This is a greatly expanded version of Lyn's Welsh language only book on the same topic. Somewhat bizarrely, it is the first English language book on Operation Julie to be written by a civilian (notwithstanding my own chapter on the case in Albion Dreaming). Of the other contenders, Dick Lee's Operation Julie was a workman like account from the police perspective but heavily biased toward the forces of lawn order, and the information about the case in Pritchard and Laxton's Busted! is shot through with breathless tabloid prose and anti hippie sentiment of the worse kind.
Lyn Ebenezer's Operation Julie is quite the opposite of the above. With an easy but insightful writing style and hitherto unseen photographs Lyn guides you through the intricacies of the case. Although there were two chemists involved in the Operation Julie events, Richard Kemp (Wales) and Andy Munro (London), Lyn concentrates primarily on the Welsh angle, and thus Kemp's role, but is no worse for doing so. Lyn's job as a journalist who covered the case, along with his detailed geographical and social knowledge of the area, as well as his connections with people who knew some of the main players ideally places him to tell the story of the welsh connection.

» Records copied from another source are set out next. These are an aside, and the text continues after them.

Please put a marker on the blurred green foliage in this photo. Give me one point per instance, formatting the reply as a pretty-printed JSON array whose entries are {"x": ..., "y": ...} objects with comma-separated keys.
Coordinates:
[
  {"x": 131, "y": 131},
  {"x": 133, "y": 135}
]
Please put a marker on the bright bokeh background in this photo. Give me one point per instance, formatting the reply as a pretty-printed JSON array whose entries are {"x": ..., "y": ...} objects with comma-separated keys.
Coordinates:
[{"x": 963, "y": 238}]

And what a story. Part international criminal master plan, part hippie ideological adventure and in some cases, part farce. Rural Wales was a hotbed of hippie activity in the early 70s and Lyn's tales of bags of cash being exchanged for bags of acid in out of the way farmers' pubs has an element of Carry on Tripping about it. Lyn makes it clear that the acid makers and their ilk were accepted into the local community and well liked - hardly the chisel faced villainous exploiters of youth that the judiciary and media would soon paint them. And there's the rub. The Operation Julie chemists, distributors, dealers and the scene that surrounded them were, for the most part, well-educated decent people. Sure, most of them made a lot of money from producing and distributing the finest LSD the world has known. But surely, that's just capitalism with a Smile? It wasn't the local farmers and villagers who feared what the Julie crew were up to, it was straight-laced middle England who could not- would not- countenance its sons and daughters having their minds expanded and not becoming a child-breeding, order-obeying, production unit for the consumerist state.

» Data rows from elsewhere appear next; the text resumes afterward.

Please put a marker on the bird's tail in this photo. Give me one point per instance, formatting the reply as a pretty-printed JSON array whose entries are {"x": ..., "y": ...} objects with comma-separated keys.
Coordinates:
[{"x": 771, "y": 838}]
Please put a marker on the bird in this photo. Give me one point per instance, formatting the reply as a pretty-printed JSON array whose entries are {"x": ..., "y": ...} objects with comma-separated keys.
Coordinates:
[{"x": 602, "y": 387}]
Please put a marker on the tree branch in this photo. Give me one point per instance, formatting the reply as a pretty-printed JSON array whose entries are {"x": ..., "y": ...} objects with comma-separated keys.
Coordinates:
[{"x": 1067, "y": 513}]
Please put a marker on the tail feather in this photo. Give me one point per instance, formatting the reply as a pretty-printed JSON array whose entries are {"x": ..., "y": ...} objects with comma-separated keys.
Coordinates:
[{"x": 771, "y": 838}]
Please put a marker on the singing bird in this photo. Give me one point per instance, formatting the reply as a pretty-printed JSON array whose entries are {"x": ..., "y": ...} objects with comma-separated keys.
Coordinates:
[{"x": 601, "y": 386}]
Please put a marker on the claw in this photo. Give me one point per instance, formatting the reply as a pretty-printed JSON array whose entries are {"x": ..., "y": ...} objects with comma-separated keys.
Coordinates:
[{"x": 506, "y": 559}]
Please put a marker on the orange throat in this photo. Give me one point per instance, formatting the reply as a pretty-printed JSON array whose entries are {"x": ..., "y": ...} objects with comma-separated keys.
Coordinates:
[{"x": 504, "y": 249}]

Our pampered lives belie the fact that there appears to be an unspoken establishment `conspiracy' to maintain order and control at all costs. The burgeoning free festival scene and `back to the land' movement in the UK during the 70s was fuelled by and often paid for by LSD, and new ways of living and being born of the LSD experience were developing. This couldn't be allowed to happen and so millions of pounds and hundreds of thousands of man hours was invested to smashing this perceived threat to society.
The authorities need not have worried though. As Lyn points out, there was no real counter culture response to the Operation Julie busts. Acid was freely available from elsewhere and it took a while for the stocks of Operation Julie acid already in circulation to be depleted (Kemp's acid still turns up in busts apparently-vintage acid, wow!). In short, the people who had so much to thank Kemp and Munro for exhibited the same selfish traits as the society they wished to change.
But despite the time, effort and money invested in shutting down the LSD labs, what the authorities failed to realise is that the true LSD revolution is in the head and Kemp and Munro's acid had caused the lives of thousands to change tremendously. Those people are out there, still spreading the acid vision in their own way, still using what they learned to change and fighting a guerrilla against the forces of grey conformity and `straight' society. True, there have been some acid casualties- but what war doesn't have?
There are still many loose ends to be tied up, at which Lyn hints but doesn't have the space to explore. Was Ronald Stark really an agent working for a security service, or just a clever manipulator? How deep were the links to the Brotherhood of Eternal Love? Which of the Julie team betrayed Kemp and revealed the location of 1.3 kg of crystal acid under Kemp's kitchen floor (I asked Mark Tcharney, who might have known, about this and he refused to comment)? What is the Princess Margaret connection of which we dare not speak for fear of being sued by Roddy Llewelyn? Where did the `missing' money and acid go? The list goes on, and is not clarified by the passage of time.
I did find one error though- Lyn states that LSD did not become illegal in the UK until 1974 (p.34). This most definitely not the case, LSD was outlawed in September 1966, a month before its banning in the USA. However, this error does not in any way detract from the quality of Lyn's research.
The definitive book unravelling Operation Julie has yet to be written. Much of the information is out there in media and official sources (courtesy of the Freedom of Information Act). But what is really needed for such a book to be written is for one or more of the principals to come forward and talk about the case so an informed story can be told from their angle as well as that of the police.
In the meantime, Lyn Ebenezer has done an excellent and well balanced job in sifting the known facts about what it surely one of the pivotal cultural events of the late 2oth century. Whether or not you were fortunate enough to have taken any of Kemp and Munro's acid- and I was lucky to have done so- Operation Julie is a well researched and though provoking book that deserves to be read by anyone who has got as far as the end of this review! Really, it's good.